“Mi proyecto es ser mejor lector”

Recién llegada a Colombia, hojeé un libro de Cultura Medellín y me topé con el nombre de Andrés Delgado, quien es ganador de la Beca a la Creación Artística y Cultural Medellín 2011, otorgado por la alcaldía. Pero no fue eso lo que me llamó la atención, sino como, a través de este premio, Andrés pasó de ser un ingeniero ―no muy contento— a un escritor publicado y promotor de lectura. Y me hice la gran pregunta: ¿Cómo a partir de un incentivo estatal, una persona puede vivir haciendo lo que más le hace feliz?

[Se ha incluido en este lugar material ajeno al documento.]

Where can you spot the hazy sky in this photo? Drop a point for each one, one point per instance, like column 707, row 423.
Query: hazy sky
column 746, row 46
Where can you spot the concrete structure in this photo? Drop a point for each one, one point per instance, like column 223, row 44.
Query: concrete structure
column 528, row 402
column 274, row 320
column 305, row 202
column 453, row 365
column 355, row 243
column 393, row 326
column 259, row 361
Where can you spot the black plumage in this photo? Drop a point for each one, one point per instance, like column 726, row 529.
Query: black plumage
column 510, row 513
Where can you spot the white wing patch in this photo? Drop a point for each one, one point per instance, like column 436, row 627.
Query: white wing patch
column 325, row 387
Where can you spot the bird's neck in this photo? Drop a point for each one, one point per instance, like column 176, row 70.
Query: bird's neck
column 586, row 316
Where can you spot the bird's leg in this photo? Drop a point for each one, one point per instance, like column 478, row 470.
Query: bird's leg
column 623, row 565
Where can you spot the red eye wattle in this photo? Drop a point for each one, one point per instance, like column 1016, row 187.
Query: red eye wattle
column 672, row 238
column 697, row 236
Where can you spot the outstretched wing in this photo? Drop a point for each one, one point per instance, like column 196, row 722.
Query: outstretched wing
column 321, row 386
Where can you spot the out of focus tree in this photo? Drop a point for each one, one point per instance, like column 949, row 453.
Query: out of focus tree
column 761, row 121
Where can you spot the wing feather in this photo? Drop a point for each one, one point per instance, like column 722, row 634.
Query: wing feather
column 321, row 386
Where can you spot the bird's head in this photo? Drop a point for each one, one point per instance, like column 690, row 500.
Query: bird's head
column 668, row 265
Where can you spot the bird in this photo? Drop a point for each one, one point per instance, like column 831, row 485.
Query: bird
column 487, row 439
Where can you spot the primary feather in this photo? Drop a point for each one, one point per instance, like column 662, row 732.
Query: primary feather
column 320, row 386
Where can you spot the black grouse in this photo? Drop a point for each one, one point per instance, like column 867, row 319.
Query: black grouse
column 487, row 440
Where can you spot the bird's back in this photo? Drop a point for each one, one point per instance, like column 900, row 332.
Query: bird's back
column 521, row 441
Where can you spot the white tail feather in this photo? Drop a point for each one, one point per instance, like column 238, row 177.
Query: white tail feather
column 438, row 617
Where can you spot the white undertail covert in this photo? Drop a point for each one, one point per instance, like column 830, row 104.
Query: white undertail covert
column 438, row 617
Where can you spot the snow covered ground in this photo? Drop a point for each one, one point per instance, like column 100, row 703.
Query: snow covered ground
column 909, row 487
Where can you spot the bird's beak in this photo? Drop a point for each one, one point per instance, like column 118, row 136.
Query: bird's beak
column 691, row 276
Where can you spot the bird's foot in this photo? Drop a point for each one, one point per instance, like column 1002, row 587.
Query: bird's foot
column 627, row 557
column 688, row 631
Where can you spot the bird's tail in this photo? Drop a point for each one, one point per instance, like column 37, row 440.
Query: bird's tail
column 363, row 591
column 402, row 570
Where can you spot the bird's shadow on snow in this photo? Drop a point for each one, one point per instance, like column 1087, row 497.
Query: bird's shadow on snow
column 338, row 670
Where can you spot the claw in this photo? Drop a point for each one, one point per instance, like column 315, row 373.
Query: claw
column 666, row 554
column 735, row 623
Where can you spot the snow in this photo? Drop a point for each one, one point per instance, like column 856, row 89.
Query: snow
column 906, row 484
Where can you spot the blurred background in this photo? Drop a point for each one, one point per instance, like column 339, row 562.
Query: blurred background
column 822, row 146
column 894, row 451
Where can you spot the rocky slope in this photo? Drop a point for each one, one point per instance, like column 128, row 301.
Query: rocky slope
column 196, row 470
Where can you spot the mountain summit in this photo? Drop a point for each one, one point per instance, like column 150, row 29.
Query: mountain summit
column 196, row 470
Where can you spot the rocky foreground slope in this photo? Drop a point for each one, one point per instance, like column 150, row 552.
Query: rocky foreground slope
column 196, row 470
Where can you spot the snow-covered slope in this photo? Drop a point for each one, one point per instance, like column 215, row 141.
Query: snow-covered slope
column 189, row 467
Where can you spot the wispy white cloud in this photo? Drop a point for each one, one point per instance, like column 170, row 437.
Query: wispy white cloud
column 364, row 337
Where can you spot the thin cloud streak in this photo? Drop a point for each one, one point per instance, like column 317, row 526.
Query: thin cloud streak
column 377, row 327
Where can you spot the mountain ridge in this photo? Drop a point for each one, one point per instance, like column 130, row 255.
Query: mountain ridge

Andrés me recibe en su lugar de trabajo: la sala de literatura del Parque Biblioteca Presbítero José Luis Arroyave San Javier. Me mira, sonríe y bombardea de preguntas: ¿Qué hago por estos lares? ¿A dónde voy?… ¡Pa’ qué! Dándose a notar, sin querer, que él también es periodista del periódico Universo Centro. Pero, sobre todo, me doy cuenta ―y me gusta— de lo rico que es entrevistarlo en un espacio donde conviven los libros y la conversación. Más allá, en los muebles, un grupo de extranjeros hace un cuentacuentos a viva voz.

¿A QUÉ SABE LA VERDAD EN EL PERIODISMO Y LA LITERATURA?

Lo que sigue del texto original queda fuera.